Getting back to the suicide point, the data that we do have, the best study that we have, which is long term of individuals that went through treatment comes out of Sweden, a 30-year study. It shows that even after going through the gender reassignment and living as the opposite sex, the rates of mental health disorders and suffering, and the rates of suicide are alarmingly high.
You can look at the de-transitioners, and we have thousands of them now, these are kids who were affirmed and who got all the gender affirming treatment and whose parents did go along with it. They are talking about feeling suicidal because of where they are at now. They are recognizing that their original mental health issues were never addressed. They still have their depression and anxiety and trauma.

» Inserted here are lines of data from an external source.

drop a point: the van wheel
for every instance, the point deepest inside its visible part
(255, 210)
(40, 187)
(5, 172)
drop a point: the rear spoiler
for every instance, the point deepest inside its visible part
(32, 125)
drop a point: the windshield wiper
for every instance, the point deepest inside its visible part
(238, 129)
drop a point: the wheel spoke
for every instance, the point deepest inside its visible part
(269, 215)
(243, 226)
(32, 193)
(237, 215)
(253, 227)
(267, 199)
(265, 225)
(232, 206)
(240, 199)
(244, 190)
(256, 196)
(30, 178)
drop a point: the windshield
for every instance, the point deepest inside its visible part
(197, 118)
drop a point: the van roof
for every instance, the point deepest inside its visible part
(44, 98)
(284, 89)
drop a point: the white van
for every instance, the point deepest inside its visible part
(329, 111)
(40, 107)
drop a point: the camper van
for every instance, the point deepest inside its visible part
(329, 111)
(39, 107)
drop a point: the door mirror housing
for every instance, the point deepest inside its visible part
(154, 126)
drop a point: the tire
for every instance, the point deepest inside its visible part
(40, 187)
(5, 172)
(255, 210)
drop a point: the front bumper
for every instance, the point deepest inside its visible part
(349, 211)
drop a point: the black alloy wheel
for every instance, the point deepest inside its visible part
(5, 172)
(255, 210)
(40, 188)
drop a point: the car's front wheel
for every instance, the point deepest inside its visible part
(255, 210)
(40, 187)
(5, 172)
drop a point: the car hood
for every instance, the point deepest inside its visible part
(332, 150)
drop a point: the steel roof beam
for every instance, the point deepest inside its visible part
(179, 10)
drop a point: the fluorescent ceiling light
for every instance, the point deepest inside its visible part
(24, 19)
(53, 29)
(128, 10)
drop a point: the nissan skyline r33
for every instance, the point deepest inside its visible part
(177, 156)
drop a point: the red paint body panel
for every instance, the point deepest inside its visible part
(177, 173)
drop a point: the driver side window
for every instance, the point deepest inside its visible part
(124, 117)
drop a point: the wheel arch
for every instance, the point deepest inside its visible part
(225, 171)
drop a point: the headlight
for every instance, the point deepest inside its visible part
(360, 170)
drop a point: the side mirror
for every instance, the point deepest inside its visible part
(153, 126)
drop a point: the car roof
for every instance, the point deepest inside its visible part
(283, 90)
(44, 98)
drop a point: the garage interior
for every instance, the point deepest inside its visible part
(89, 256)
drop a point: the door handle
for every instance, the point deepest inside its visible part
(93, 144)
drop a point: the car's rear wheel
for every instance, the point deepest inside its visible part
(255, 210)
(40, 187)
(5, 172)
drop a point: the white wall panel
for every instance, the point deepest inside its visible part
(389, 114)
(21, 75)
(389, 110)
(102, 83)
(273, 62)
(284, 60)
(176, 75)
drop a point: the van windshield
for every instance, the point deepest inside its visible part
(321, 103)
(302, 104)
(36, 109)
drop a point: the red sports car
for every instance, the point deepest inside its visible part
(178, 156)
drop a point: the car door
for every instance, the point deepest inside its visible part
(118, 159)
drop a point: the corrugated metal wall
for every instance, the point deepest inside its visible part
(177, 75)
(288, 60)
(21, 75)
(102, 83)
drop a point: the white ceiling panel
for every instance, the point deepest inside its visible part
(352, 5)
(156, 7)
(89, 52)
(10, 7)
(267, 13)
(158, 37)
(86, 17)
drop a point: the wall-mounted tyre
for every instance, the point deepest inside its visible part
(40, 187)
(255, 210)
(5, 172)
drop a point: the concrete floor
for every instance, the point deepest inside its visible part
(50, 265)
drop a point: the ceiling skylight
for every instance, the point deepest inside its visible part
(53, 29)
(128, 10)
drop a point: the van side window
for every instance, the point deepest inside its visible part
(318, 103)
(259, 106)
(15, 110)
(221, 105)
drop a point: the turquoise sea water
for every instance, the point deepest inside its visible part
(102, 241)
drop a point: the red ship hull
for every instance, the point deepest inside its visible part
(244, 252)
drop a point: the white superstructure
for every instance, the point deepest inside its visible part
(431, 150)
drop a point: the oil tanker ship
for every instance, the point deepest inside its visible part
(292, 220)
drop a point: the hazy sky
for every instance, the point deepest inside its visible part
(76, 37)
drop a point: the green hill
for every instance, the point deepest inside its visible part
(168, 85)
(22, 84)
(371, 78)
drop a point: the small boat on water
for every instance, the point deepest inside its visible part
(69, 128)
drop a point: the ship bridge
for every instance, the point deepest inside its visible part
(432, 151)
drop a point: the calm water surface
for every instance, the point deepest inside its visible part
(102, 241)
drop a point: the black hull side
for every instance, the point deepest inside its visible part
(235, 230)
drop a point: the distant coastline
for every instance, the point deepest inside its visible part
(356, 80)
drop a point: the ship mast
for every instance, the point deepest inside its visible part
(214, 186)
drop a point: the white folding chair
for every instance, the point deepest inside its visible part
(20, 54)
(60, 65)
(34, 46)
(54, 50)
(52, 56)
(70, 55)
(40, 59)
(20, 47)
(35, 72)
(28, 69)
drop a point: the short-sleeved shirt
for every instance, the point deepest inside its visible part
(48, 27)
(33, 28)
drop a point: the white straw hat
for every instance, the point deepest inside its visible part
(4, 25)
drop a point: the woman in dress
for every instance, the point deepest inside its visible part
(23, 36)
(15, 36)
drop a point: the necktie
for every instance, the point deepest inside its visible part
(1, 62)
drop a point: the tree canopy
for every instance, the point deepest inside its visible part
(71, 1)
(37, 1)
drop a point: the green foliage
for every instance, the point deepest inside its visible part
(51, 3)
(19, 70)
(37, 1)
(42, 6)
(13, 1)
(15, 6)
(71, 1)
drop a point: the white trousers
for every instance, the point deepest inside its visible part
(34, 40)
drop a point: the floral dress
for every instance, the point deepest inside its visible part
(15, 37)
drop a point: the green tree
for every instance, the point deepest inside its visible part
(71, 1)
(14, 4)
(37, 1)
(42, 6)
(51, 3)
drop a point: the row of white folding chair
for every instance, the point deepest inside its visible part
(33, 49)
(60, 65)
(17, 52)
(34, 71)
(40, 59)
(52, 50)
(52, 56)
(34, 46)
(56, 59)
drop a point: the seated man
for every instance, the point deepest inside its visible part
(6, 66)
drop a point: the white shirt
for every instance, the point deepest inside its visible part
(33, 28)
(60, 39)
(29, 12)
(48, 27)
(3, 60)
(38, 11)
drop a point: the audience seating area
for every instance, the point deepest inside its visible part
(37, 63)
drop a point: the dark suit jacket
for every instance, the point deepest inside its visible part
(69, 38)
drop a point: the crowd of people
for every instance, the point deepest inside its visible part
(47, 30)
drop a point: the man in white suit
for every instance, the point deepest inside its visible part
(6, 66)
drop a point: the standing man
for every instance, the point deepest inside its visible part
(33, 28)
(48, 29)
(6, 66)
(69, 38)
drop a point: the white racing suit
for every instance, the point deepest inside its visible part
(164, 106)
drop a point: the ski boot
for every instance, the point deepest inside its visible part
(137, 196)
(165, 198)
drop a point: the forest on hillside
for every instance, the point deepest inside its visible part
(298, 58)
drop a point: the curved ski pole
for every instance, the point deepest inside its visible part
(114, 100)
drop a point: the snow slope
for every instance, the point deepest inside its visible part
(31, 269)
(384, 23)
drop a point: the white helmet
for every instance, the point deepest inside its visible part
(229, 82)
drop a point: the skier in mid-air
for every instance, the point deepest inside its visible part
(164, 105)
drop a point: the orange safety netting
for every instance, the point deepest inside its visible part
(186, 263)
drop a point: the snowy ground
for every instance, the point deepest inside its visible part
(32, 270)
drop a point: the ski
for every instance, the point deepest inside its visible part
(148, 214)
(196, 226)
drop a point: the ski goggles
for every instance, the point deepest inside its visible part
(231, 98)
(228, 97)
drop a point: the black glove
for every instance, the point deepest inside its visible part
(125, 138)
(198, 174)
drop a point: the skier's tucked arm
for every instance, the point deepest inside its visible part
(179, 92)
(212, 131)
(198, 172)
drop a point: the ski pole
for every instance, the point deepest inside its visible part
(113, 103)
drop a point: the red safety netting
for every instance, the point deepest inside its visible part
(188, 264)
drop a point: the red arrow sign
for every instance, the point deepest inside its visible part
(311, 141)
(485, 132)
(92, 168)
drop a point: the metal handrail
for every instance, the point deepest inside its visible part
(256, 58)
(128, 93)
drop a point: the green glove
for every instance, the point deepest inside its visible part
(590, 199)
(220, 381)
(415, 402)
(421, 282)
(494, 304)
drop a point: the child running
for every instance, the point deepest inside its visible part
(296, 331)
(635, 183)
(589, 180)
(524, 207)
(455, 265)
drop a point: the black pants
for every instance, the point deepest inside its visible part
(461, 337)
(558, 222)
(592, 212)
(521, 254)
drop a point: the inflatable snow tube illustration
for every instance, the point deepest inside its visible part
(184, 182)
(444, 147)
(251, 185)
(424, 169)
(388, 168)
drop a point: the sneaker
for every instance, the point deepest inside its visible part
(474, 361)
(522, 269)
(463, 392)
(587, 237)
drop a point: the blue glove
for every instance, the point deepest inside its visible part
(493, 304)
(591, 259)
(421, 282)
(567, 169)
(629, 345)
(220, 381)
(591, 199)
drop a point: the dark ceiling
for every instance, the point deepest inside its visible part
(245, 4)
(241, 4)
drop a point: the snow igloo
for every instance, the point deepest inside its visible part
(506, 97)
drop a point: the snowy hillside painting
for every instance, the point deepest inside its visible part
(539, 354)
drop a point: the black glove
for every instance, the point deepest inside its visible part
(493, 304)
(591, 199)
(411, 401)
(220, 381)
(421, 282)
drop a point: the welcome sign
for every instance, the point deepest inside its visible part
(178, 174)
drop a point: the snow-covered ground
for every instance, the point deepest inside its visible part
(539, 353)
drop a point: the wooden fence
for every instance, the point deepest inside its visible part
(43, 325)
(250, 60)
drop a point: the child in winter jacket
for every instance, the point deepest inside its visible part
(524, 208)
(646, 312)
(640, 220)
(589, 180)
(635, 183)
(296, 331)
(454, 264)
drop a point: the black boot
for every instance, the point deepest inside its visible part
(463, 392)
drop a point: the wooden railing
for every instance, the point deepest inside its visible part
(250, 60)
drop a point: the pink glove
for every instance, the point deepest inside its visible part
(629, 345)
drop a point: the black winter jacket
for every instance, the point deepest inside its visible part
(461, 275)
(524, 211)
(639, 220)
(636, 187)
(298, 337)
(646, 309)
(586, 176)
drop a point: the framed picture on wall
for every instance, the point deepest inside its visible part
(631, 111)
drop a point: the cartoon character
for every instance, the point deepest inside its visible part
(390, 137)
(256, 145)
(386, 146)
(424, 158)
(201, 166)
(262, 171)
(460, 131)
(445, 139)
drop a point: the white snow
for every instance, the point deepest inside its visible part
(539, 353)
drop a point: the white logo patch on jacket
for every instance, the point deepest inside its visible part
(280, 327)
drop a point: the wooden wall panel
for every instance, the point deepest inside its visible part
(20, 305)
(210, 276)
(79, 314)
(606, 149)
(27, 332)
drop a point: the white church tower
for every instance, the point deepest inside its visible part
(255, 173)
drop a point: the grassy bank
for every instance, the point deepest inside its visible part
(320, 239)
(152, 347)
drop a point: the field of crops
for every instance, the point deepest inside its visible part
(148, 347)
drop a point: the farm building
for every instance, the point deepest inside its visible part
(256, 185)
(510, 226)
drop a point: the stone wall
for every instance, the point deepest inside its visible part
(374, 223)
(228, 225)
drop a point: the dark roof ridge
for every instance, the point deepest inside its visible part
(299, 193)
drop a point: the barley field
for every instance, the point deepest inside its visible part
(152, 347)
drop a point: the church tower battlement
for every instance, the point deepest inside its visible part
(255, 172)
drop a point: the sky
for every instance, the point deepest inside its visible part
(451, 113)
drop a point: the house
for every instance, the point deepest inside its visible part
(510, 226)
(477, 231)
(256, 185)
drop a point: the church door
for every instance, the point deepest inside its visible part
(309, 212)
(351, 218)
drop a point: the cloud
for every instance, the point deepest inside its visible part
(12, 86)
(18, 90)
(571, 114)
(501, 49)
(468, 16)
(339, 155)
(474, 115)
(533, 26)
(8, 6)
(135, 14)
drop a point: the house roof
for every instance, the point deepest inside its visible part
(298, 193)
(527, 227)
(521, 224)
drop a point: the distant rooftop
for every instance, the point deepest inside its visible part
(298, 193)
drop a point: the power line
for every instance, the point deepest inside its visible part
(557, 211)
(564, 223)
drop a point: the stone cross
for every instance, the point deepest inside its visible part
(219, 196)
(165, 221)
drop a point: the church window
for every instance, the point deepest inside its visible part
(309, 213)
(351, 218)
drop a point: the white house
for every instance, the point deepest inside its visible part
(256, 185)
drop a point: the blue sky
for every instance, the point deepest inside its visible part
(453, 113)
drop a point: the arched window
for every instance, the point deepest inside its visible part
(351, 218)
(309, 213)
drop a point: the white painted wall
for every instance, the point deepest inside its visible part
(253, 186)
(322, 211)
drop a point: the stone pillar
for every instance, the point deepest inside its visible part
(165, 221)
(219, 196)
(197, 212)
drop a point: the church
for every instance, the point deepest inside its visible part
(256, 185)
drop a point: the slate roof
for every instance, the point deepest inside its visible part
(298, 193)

They may have been molested or they may have had some terrible loss that they went through, or they may be on the autism spectrum. There are all these vast number of things; OCD, ADD, all kinds of things. They’re realizing that those things were not addressed. They were placed on an assembly line toward medicalization. Now, they don’t have their breasts any longer. They may not have the genitals that they were born with.
They may have a whole slew of medical problems from the hormones that they’re on and from the surgeries that they went through. We can’t ignore that. These are the kids that are 10, 15 years out from those who are 12 and 15 and just starting on the process. Why are they being silenced? Why are they being canceled?